Personalised Reward and Benefits
As each one of us journeys through life, we go through different stages that greatly influence our priorities around the preferred pay-mix. This essentially determines the salary and incentives we need at certain points in our life. Those of us who may be sole breadwinners for a family of four, for instance, will usually prefer a higher fixed income and less variable pay. Whereas, those of us who are more mobile, or without dependents might be willing to take a larger pay-at-risk ratio, with a notion that higher risk would yield higher returns.

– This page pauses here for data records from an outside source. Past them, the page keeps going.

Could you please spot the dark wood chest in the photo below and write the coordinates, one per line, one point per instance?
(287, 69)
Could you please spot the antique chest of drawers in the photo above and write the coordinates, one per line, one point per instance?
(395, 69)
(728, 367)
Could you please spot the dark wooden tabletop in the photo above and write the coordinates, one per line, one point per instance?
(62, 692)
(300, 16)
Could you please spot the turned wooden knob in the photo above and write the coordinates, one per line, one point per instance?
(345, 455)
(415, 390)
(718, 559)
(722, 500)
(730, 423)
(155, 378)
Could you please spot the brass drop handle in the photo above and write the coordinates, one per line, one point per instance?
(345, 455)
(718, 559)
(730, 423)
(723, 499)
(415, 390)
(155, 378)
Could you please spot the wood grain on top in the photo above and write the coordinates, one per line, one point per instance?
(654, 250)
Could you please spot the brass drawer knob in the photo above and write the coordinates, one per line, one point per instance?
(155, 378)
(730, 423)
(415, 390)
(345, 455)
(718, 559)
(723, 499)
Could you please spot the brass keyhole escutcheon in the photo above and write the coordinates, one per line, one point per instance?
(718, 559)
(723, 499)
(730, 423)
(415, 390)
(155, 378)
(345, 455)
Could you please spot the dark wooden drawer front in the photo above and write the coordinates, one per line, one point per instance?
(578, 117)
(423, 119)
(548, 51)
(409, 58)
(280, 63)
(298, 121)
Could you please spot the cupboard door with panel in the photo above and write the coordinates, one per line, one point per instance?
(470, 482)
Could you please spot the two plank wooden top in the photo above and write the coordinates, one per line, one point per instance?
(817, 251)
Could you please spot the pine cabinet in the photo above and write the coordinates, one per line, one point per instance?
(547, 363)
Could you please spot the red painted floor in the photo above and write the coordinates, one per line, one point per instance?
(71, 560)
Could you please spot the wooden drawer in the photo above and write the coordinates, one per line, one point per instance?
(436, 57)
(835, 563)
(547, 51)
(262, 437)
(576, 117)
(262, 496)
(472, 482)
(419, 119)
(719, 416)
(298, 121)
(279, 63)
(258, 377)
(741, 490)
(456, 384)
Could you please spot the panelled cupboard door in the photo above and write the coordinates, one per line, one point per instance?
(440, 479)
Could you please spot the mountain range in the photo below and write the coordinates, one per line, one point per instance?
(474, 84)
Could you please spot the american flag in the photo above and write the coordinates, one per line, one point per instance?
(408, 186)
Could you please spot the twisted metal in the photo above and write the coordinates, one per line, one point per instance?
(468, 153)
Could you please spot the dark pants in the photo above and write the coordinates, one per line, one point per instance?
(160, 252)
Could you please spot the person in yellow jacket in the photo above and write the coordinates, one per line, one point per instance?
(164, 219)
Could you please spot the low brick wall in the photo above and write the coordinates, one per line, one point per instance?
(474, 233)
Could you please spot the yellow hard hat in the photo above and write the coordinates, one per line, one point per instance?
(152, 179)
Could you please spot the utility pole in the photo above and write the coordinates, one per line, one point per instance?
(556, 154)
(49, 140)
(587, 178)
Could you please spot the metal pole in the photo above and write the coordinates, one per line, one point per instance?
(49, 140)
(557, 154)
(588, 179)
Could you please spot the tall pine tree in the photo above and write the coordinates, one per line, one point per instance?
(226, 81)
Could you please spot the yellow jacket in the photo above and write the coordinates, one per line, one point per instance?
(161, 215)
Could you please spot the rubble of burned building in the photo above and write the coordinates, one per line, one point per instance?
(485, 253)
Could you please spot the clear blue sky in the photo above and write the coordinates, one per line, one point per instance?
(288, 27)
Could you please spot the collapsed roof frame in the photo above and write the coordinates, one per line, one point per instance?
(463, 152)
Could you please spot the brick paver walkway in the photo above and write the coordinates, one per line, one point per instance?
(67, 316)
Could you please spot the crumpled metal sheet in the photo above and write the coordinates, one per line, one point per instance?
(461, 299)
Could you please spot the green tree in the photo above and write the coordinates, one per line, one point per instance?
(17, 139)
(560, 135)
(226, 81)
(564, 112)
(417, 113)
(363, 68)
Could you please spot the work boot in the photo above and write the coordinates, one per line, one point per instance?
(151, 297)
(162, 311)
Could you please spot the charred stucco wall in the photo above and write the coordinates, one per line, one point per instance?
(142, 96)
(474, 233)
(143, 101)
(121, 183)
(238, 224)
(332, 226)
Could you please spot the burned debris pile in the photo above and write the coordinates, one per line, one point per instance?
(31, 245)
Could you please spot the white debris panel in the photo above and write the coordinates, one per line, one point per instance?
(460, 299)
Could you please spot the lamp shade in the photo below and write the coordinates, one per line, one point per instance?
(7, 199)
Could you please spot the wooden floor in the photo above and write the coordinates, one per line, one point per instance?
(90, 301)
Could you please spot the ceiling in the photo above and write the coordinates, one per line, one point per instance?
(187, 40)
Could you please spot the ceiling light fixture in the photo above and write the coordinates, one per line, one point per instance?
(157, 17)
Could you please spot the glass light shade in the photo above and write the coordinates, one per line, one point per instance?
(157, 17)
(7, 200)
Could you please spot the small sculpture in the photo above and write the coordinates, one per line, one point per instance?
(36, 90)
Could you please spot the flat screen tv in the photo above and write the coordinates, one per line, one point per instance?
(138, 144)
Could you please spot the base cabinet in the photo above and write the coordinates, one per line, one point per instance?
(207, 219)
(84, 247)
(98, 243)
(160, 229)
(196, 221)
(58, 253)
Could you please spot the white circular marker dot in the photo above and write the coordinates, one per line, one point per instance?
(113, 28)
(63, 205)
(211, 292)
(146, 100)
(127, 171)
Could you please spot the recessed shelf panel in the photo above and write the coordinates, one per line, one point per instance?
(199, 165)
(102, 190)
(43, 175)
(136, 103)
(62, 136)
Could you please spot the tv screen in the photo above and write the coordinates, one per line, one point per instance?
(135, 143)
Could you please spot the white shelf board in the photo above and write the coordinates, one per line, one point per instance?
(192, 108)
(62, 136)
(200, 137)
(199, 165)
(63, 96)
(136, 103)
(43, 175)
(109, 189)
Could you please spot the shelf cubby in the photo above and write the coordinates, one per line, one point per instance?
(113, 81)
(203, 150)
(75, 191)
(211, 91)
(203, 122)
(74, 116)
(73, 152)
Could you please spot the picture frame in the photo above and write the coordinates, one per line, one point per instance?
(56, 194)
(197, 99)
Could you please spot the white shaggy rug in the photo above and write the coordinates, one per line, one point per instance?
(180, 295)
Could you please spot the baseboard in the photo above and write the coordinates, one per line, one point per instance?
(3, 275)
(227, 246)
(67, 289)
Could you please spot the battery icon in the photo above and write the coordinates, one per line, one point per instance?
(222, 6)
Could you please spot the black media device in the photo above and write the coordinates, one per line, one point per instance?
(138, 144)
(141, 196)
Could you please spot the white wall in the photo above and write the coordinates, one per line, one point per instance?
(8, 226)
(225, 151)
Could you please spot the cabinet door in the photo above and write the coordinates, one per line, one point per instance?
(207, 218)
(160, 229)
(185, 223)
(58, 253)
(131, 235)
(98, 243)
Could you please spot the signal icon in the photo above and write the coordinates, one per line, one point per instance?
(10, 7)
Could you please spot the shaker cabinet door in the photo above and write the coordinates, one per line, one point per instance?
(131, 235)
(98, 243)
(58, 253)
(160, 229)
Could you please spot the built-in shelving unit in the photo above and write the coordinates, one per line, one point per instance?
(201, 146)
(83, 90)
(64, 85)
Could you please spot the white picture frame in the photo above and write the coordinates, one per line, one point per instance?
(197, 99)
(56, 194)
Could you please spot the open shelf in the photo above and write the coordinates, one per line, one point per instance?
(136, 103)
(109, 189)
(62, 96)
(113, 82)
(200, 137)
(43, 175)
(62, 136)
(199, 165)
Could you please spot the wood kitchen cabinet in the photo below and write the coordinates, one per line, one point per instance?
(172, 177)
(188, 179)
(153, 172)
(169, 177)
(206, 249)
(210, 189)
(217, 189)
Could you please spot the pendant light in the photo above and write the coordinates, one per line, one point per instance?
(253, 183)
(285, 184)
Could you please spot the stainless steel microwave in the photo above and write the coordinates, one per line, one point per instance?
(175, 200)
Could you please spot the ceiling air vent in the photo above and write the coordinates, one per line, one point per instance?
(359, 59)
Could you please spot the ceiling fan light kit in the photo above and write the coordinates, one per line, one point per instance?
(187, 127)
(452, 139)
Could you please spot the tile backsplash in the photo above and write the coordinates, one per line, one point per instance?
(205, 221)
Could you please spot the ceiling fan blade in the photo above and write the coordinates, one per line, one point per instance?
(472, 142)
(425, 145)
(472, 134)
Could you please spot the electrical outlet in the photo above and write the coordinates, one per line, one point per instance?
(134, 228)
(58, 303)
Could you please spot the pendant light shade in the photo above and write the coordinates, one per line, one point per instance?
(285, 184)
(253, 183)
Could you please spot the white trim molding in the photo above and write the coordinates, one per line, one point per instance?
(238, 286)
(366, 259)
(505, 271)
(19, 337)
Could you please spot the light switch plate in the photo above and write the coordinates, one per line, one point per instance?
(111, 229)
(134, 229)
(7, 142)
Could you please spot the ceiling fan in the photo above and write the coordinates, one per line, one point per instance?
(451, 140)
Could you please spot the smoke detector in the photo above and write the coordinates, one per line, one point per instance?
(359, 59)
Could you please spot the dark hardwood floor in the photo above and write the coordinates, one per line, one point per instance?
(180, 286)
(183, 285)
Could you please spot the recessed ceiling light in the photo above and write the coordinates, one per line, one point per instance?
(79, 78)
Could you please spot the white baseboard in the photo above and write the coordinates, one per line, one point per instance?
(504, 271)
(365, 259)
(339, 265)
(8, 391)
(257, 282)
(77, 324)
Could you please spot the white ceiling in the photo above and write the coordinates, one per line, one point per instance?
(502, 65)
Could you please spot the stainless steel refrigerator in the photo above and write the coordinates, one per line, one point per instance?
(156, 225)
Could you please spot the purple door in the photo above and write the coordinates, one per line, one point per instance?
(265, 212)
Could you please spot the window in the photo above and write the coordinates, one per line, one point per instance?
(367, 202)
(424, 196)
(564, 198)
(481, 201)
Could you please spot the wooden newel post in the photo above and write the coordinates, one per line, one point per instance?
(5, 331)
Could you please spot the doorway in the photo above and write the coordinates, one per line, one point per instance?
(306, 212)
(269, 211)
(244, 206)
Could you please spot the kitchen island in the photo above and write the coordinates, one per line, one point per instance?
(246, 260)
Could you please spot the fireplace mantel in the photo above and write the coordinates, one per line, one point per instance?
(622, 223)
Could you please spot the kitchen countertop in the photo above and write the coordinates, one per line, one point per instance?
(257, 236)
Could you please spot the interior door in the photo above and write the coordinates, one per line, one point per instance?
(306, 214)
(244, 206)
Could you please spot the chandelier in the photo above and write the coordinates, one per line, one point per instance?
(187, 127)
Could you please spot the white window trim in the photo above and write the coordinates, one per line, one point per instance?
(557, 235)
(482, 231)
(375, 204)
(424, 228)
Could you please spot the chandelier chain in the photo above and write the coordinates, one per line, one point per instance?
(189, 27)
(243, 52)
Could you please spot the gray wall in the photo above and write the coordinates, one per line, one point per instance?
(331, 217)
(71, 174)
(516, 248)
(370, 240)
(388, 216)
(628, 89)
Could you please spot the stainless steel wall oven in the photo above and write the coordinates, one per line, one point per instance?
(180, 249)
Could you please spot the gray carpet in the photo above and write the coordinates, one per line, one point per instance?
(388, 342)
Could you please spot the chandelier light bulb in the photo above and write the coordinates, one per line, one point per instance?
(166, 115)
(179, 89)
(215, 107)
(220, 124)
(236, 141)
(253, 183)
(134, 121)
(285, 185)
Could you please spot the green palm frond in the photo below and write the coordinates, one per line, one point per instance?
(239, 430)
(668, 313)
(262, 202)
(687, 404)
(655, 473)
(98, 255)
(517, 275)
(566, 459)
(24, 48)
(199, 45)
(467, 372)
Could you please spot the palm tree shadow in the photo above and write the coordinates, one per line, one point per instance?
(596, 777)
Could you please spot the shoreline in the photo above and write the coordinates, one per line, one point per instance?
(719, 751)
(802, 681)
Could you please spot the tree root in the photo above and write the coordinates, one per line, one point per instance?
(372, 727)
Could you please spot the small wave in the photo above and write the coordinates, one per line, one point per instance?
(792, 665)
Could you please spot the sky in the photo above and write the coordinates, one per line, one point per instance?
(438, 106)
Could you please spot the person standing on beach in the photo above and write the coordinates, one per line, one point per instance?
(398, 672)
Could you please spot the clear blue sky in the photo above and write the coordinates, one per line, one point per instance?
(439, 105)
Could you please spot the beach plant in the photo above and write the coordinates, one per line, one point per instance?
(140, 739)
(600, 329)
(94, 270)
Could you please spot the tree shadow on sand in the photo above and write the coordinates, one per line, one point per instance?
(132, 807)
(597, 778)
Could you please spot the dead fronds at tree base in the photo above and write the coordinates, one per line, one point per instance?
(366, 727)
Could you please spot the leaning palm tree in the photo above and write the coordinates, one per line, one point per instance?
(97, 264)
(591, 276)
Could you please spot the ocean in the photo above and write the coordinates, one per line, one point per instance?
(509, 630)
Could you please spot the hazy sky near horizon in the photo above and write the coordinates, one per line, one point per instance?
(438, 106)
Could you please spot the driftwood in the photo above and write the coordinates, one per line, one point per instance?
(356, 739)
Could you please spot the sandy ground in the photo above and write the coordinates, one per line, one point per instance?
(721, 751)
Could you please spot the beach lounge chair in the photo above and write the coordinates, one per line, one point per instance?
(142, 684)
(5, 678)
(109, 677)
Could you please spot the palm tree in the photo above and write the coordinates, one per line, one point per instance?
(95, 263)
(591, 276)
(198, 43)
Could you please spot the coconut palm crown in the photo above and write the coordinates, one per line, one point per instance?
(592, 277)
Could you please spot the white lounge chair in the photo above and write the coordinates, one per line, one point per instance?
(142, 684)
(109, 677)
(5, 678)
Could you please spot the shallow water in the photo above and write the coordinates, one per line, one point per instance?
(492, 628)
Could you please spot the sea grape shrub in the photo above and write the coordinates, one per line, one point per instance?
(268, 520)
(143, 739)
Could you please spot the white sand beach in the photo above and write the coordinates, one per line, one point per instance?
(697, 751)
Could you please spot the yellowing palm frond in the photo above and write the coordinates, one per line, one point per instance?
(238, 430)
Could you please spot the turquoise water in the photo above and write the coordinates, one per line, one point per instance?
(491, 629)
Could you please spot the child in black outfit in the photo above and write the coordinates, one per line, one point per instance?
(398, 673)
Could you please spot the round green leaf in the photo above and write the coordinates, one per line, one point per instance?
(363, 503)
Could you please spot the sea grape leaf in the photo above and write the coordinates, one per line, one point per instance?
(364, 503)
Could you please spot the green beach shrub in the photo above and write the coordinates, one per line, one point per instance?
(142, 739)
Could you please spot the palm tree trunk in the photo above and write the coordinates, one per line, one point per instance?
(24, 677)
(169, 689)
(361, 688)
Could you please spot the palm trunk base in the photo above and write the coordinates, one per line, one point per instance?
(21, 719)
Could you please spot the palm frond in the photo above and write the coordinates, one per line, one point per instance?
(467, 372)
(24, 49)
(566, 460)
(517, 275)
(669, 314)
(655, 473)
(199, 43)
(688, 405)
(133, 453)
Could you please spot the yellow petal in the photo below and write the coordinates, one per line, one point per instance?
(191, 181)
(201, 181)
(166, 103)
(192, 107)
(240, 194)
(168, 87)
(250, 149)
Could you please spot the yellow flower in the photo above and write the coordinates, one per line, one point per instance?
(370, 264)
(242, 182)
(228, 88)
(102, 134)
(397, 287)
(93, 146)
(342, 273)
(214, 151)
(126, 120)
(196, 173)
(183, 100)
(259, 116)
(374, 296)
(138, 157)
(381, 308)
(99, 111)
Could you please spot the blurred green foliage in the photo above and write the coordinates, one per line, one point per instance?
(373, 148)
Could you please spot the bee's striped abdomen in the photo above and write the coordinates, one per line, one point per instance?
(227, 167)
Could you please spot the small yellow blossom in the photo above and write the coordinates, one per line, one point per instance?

Employee perceptions on rewards have a direct and measurable impact on attraction, retention, engagement, productivity, and thus, the bottom-line. A crucial factor in sustaining employee engagement around rewards is realising that the changes in employee attitudes and culture today are also helping reshape rewards into dynamic forms beyond cash and performance.
In order for an employee to feel truly valued, and therefore more motivated, a targeted form of personalised recognition will have the greatest impact and promote the most positive result. Personalising a reward means that the reward is something more individually suited to a staff member. Instead of a reward that everyone receives, providing a reward that appeals directly to the individual can help them to feel like their company sees them as more than just an employee and acknowledges their individual needs and interests.
Capturing subjective choices through objective means
Clearly, personalised rewards will not happen overnight, but we can expect this concept to gain tailwind as an increasing number of organisations explore and hone their mechanics through an improved understanding of workforce demographics and employee experience. Consumer marketing relies heavily on the constant study of target audience through market research methods, including focus groups, data mining, and surveys. These - and other- research and analysis methods are also available to HR for determining and testing what might work best within their organisation.
Among these methods are conjoint analysis and trade-off analysis.
● Conjoint analysis: Captures employee preferences through surveys that touch on multiple aspects of their pay and rewards.
● Trade-off analysis: Simulates various scenarios that demonstrate the potential changes of transferring the costs of a lesser valued reward type to a more valuable one.
Each consumer has varying wants and needs throughout their lifetime, and it is crucial to capture these changes through objective methods. Building a reliable database of knowledge about the workforce will also present countless opportunities to innovate, allowing HR to flex their curiosity and creativity muscles.
Several advancements in artificial intelligence (AI), especially in machine learning, predictive analytics, and adaptive learning, have brought personalisation into each and every aspect of life. Smart personalisation goes a bit beyond the simplistic, “based on others’ activities, you might find this interesting,” to the more relevant, “to achieve what you need to do, here is what you can use to improve your skills/abilities.” And organisations are beginning to see how smart personalisation uses analytics to continually assess what is known about an employee, and constantly compares it with what is being learnt.